School Board Maps Proposed
The commission redesigning Los Angeles Board of Education districts voted Wednesday to submit three competing maps for public review amid charges of “classic gerrymandering.”
Sponsors of two of the maps sharply criticized the third as a plan to protect board President Caprice Young by extending her district from its Studio City base into the largely white west San Fernando Valley. That would force the current West Valley member, Julie Korenstein, into an East Valley, Latino-dominated district where she would face a much more difficult election.
The third map, drawn by Young appointee Michael Keely, would stretch board member David Tokofsky’s northeast Los Angeles district in a long arc into the heavily Latino cities southeast of downtown, where he has no political base.
Representatives of Korenstein and Tokofsky on the commission each submitted alternative maps that would keep Korenstein in a largely white West Valley district and place Tokofsky in a less heavily Latino district. Tokofsky, who is white and lives in Eagle Rock, has just barely won two elections in his majority Latino district.
Both maps would require Young to run in a new Valley district, which is largely Latino.
At issue in the three maps is how to give the Valley the two whole districts and part of a third that its population dictates without cutting up its representation.
The commission is expected to recommend a single map to the City Council by March 1, but has asked for an extension. The council must adopt new board districts by June 30. The first election based on the new districts would be held in March 2003.
Backers of the maps that favor Korenstein and Tokofsky accused Young’s representative of classic gerrymandering.
“He’s putting his appointer’s political priorities ahead of the children of the LAUSD,” said Sue Burnside, a political consultant named to the panel by Tokofsky.
“It’s clearly not what the Valley wants,” Korenstein said. “The Valley wants two Valley seats, east and west, with the San Diego Freeway as the boundary.”
Current Boundaries Had Caused Anger
Young defended her map as the one that best respects neighborhoods and school attendance areas. But even under her own plan, Young said, she would lose all the portions of her current district in Hollywood and mid-Wilshire, where she has formed close constituent ties.
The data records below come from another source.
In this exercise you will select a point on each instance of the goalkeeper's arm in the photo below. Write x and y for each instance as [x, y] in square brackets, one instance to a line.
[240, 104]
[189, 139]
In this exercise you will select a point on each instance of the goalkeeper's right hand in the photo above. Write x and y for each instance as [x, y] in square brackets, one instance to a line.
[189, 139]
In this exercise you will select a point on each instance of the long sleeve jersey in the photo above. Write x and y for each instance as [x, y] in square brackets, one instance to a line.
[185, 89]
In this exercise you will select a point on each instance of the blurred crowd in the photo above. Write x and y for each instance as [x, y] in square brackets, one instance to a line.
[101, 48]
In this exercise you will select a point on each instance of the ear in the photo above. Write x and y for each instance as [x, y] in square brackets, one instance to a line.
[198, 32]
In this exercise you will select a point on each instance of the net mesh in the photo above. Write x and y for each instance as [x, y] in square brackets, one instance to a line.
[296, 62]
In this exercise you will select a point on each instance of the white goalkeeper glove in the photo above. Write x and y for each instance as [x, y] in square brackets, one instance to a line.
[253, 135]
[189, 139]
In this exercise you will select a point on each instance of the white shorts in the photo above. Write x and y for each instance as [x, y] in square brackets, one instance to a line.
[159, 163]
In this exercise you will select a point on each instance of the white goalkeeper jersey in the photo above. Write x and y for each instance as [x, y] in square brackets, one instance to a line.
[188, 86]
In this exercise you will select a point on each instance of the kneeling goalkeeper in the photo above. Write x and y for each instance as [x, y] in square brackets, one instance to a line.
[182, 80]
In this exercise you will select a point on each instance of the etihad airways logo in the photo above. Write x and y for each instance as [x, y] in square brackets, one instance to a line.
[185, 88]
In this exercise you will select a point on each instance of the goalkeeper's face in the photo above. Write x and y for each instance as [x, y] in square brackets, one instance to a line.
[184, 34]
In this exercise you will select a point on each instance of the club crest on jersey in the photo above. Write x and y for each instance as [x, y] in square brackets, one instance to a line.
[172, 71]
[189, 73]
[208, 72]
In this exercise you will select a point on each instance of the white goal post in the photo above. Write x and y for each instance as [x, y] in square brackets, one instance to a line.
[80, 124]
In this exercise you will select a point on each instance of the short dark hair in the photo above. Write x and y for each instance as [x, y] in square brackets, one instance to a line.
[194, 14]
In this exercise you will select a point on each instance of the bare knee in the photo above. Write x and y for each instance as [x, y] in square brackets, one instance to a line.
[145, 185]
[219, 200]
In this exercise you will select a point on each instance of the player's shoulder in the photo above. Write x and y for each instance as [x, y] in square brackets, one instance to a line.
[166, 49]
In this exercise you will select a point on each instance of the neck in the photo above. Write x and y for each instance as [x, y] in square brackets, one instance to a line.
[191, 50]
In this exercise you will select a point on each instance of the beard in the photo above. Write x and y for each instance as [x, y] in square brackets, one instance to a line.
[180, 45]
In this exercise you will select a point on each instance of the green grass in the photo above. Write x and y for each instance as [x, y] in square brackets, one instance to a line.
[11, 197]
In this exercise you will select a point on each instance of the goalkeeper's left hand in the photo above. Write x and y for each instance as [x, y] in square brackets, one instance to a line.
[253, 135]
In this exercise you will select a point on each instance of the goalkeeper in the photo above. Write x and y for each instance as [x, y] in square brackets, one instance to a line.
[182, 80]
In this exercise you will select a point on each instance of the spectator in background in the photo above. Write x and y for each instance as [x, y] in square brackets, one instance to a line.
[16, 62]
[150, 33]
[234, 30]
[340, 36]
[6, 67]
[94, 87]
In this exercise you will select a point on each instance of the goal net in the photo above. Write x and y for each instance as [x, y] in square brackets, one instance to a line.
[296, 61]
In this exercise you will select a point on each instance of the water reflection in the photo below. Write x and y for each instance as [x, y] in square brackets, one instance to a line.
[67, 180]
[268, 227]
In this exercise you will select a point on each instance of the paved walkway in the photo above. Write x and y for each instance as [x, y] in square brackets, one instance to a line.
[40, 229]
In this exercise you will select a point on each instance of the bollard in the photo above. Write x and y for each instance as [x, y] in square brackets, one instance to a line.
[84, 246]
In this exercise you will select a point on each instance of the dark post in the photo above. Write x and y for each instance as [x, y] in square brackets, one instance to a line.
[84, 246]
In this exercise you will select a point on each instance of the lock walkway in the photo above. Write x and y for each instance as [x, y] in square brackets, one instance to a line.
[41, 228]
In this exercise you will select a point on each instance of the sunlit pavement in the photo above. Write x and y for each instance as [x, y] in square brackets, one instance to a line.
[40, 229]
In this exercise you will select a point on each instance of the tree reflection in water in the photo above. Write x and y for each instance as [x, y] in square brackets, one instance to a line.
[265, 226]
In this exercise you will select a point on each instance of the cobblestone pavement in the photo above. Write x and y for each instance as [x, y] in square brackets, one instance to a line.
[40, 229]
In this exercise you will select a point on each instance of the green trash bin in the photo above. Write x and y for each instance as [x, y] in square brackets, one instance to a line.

“It’s not perfect. Frankly, the other two maps are not perfect either,” Young said.
The current configuration, with a portion of the Valley in a Westside district and another in the northeast L.A. district, angered Valley leaders when it was adopted after the 1990 census.
“In some part of the Valley there has to be a portion going over the hills,” Young said.
The map she endorses joins the far West Valley to the Westside.
Korenstein’s representative on the commission submitted a map that would use Cahuenga Pass to bring a piece of the Westside district into the Valley. That map was drawn by Alan Clayton, research director of the California Latino Redistricting Coalition, which has filed lawsuits contesting political districts that it believed shortchanged Latinos and African Americans.
Clayton said he devised that configuration by listening to Valley residents.
He believes it will ease resentment that still boils from the 1991 redistricting. He says Young’s map will aggravate that tension.
Tokofsky’s representative, Burnside, drew Korenstein’s district into a horseshoe sweeping over the north Valley. It joined the Valley to the Westside over the mountains in Sherman Oaks.
Burnside said she tried to match communities of interest that she believes link Sunland-Tujunga to Chatsworth and Sherman Oaks to Hancock Park. Young said she believes that Woodland Hills is more akin to the Westside.
In drawing the new boundaries, the commission must try to balance a number of goals that sometimes conflict.
A primary goal, as required by the Voting Rights Act, is to maintain each of the seven board districts at about the same population. At the same time, the boundaries have to strive toward racial parity. That means expanding the representation of Latinos.
Meetings on Maps Planned
Currently, Latinos make up more than 70% of the residents within L.A. Unified, but there is only one Latino on the seven-member board. All three maps under consideration provide four districts with majority Latino populations.
Another goal is to try to keep board members’ residences in the districts they would represent. Keely’s map departed from this principle by including board member Julie Korenstein’s home in what would be Westside board member Marlene Canter’s district. Clayton’s map creates a narrow finger that connects Young’s home to the northeast Valley district.
The commission will display the maps and take comments Wednesday at San Fernando Middle School, 130 N. Brand Blvd., San Fernando; Feb. 21, at Locke High School, 325 E. 111th St., Los Angeles; and Feb. 28, at Brooklyn Avenue Elementary, 4620 Cesar Chavez Ave. All meetings begin at 7 p.m.